Autrefois, on estampillait tout
de nos initiales : son sac, ses chemises, ses mouchoirs, son étui à
cigarettes, ses foulards…
On estampillait tout, de deux
lettres (parfois trois).
On faisait porter le chapeau de
notre nom à nos affaires.
On délimitait son territoire en
commençant par là.
Une propriété, c’était des
champs ou des châteaux ; et des vêtements annotés.
Ce paraphe était la clé d’un
trousseau.
C’était aussi une marque,
c’était celui qui l’avait fait, qui l’avait cousu pour lui même, et qui
apposait son sceau, la finition ultime. Pour que dans les grandes lessives on
ne s’y perde pas. Pour que les tiroirs et les matins ne soient pas confus
d’échanges.
C’était deux lettres (parfois
trois), et ces deux lettres définissaient quelqu’un.
Et elles en devenaient même des
dessins, les hiéroglyphes d’un inconnu, une langue étrangère.
Nos choses se signaient de ces
caractères, qui n’appartiennent qu’à nous, qui sont pleins de notre sous texte,
qui recèlent une identité.
Et comme le dit André Breton
“Nadja, parce qu’en russe c’est le commencement du mot espérance, et parce que
ce n’en est que le commencement”.
Ces deux lettres, et tout leur
mystère, et toutes leurs promesses, avec la pudeur de ne pas en dire plus.
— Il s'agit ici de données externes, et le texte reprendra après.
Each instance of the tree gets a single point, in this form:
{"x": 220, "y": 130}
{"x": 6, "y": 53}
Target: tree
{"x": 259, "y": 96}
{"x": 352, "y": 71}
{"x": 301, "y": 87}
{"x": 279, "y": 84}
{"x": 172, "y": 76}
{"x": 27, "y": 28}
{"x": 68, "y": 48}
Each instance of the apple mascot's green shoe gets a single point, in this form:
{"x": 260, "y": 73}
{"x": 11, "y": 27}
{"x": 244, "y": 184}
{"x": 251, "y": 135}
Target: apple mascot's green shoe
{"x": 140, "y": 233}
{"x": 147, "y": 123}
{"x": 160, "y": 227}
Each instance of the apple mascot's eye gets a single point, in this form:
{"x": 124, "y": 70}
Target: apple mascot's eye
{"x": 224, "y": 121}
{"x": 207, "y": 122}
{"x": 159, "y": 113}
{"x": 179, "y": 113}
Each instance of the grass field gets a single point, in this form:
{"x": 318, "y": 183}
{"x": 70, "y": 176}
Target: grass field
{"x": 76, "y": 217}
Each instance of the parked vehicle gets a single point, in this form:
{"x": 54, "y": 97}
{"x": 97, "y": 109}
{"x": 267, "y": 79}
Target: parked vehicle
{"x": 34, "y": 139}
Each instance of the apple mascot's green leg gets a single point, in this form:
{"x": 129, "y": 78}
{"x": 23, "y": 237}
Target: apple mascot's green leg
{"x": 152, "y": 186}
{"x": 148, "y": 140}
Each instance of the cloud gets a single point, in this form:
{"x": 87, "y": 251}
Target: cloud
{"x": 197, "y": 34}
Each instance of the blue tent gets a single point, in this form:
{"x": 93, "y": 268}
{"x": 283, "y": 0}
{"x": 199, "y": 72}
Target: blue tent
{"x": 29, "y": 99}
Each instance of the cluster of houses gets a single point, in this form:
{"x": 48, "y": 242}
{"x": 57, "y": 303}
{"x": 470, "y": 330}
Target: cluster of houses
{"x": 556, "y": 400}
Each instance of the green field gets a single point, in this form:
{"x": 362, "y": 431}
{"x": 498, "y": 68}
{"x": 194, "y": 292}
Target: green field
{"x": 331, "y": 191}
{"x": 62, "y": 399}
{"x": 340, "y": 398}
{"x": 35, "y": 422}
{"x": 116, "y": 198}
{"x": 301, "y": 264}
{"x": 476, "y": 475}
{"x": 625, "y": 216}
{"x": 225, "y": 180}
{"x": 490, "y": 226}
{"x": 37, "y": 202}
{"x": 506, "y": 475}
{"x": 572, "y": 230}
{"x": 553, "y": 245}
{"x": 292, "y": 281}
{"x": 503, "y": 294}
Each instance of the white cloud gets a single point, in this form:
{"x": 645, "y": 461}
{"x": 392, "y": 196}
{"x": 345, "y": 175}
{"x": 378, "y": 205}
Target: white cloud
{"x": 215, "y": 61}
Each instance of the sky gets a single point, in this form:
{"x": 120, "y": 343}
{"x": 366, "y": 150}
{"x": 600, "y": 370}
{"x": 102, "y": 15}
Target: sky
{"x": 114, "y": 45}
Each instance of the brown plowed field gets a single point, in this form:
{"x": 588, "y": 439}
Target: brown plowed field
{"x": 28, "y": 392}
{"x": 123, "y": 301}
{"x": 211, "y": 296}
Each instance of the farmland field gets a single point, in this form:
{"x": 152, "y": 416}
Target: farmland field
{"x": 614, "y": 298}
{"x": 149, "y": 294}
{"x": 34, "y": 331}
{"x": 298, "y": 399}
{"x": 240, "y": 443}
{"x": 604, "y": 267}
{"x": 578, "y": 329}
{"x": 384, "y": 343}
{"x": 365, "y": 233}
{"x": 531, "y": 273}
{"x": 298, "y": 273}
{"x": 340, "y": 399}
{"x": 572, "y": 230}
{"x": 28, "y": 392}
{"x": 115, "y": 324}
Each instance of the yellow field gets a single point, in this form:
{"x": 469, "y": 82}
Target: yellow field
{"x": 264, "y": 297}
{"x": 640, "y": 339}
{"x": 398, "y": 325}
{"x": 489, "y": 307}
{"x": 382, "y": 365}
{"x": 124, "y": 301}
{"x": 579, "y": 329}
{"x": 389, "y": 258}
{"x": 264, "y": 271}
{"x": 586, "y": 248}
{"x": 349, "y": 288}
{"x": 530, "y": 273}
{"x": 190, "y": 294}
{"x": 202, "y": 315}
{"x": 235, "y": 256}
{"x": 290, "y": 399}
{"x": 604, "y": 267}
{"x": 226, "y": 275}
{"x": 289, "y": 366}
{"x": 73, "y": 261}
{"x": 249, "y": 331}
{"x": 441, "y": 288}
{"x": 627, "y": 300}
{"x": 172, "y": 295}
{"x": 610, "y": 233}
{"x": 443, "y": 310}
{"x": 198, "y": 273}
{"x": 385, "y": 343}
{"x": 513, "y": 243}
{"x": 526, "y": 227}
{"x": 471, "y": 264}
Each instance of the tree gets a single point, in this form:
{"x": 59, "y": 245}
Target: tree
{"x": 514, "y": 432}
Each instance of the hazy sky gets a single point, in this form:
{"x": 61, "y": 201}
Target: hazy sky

C’était deux lettres (parfois
trois), le début d’un individu, puisque l’individu commence par là, par son
nom, et que lorsqu’il le perd, il se perd.
Demeurent désormais ces habits
avec leurs blasons de voyelles et de consonnes, et ils semblent être chacun une
bribe d’une histoire, dont on a l’amorce, mais dont on ne sait comment épeler
la suite.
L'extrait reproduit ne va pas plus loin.